Ирочка Соколова по-прежнему относилась к Лене прохладно, что, однако, не мешало ей внимательно прислушиваться к Леночкиным советам и объяснениям. Ирочка очень боялась отстать от Саши и оказаться с ним в разных классах, поэтому она изо всех сил тянулась за остальными ребятами. И хотя математика давалась ей с трудом, благодаря своему упорству и стремлению быть лучше других она справлялась.
В институте у Ольги тоже все обстояло относительно благополучно. Заведующий кафедрой физики, посетив несколько раз заседания математиков, проникся Ольгиными идеями и стал наводить у себя похожий порядок. Он был неплохим доцентом и никаким руководителем, но с ее помощью дела на его кафедре стали улучшаться.
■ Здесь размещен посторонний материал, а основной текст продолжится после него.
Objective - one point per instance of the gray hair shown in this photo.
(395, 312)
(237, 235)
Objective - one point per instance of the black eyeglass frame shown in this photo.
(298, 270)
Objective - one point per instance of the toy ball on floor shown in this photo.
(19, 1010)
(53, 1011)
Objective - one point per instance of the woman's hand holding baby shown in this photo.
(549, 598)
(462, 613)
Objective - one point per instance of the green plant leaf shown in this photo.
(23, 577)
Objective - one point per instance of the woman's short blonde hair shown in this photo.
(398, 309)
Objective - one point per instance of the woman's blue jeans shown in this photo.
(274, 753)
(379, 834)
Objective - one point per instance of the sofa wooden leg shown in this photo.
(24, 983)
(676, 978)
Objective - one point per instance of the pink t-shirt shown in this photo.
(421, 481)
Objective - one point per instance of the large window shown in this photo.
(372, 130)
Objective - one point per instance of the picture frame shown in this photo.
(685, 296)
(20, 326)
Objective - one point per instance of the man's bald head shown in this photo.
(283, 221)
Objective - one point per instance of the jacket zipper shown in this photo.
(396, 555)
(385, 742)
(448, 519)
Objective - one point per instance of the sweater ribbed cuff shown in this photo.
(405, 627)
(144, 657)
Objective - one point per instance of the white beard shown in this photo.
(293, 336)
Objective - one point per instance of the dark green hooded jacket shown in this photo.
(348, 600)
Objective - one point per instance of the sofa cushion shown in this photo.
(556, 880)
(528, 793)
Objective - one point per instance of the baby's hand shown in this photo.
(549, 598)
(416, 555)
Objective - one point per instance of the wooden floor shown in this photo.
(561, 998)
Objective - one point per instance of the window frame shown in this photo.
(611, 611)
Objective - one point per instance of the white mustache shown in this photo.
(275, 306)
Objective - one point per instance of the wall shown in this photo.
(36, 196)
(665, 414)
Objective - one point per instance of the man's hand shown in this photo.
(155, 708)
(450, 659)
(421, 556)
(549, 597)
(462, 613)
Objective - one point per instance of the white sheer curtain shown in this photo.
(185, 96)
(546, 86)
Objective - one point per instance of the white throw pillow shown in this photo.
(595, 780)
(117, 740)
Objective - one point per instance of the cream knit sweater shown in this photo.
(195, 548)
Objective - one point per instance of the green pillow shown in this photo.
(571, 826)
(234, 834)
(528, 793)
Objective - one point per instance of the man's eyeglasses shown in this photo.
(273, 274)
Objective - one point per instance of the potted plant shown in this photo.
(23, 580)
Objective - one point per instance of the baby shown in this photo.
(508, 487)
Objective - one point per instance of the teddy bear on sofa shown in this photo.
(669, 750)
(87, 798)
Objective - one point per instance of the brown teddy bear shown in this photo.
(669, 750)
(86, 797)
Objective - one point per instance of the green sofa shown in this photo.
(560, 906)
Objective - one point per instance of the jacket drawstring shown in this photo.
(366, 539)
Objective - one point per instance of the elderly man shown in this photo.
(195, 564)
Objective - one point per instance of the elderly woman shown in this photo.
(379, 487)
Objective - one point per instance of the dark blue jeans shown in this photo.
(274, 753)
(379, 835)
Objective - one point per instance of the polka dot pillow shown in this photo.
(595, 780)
Приближался Новый год. В институте традиционно праздновали его в актовом зале, где ректор раздавал премии и грамоты, после чего все усаживались за праздничные столы.
Но задолго до самого праздника каждая кафедра отмечала его в удобное для большинства сотрудников время – и это время было, как правило, рабочим. В какой-нибудь аудитории, расставляли бутылки и тарелки с угощениями – и начиналось пиршество. Время от времени туда забредали студенты в поисках нужного преподавателя – ведь это была пора зачетов. Их возмущенно выпроваживали и запирали дверь. В нее начинали барабанить жаждавшие «срубить хвост», выводя празднующих из себя.
Ольга была последовательной противницей таких возлияний. Поэтому она сразу предупредила своих сотрудников, что в рабочее время ничего подобного у них на кафедре не будет. Если есть желание собраться своим коллективом – пожалуйста, можно у кого-нибудь дома или в кафе.
– Почему другим можно, а нам нельзя? – недовольно спрашивали ее коллеги, наблюдая, как на кафедру механики протащили ящик водки и корзинку с шампанским.
– Потому что у них другой заведующий кафедрой. Он разрешает, а я нет, – упрямо отвечала она. – Не будем позориться перед студентами, дыша на них перегаром. Ведь многие из вас потом остаются на консультацию или принимают зачеты. В конце концов, будет общеинститутский вечер. Давайте там соберемся за своим столом. Можно будет сдвинуть отдельные столики и славно повеселиться.
Так они и сделали. Вечер прошел замечательно. За большие успехи в учебной и научной работе ректор вручил профессору Туржанской денежную премию и грамоту. Грамоты и благодарности получили и другие сотрудники кафедры.
После торжественной части все устремились в зал. Там вокруг огромной елки были расставлены столики с шампанским и нехитрыми закусками. Математики быстро сдвинули столы, достали бутылки и собственное угощение, приготовленное заранее, и на зависть остальным дружно принялись пировать и веселиться.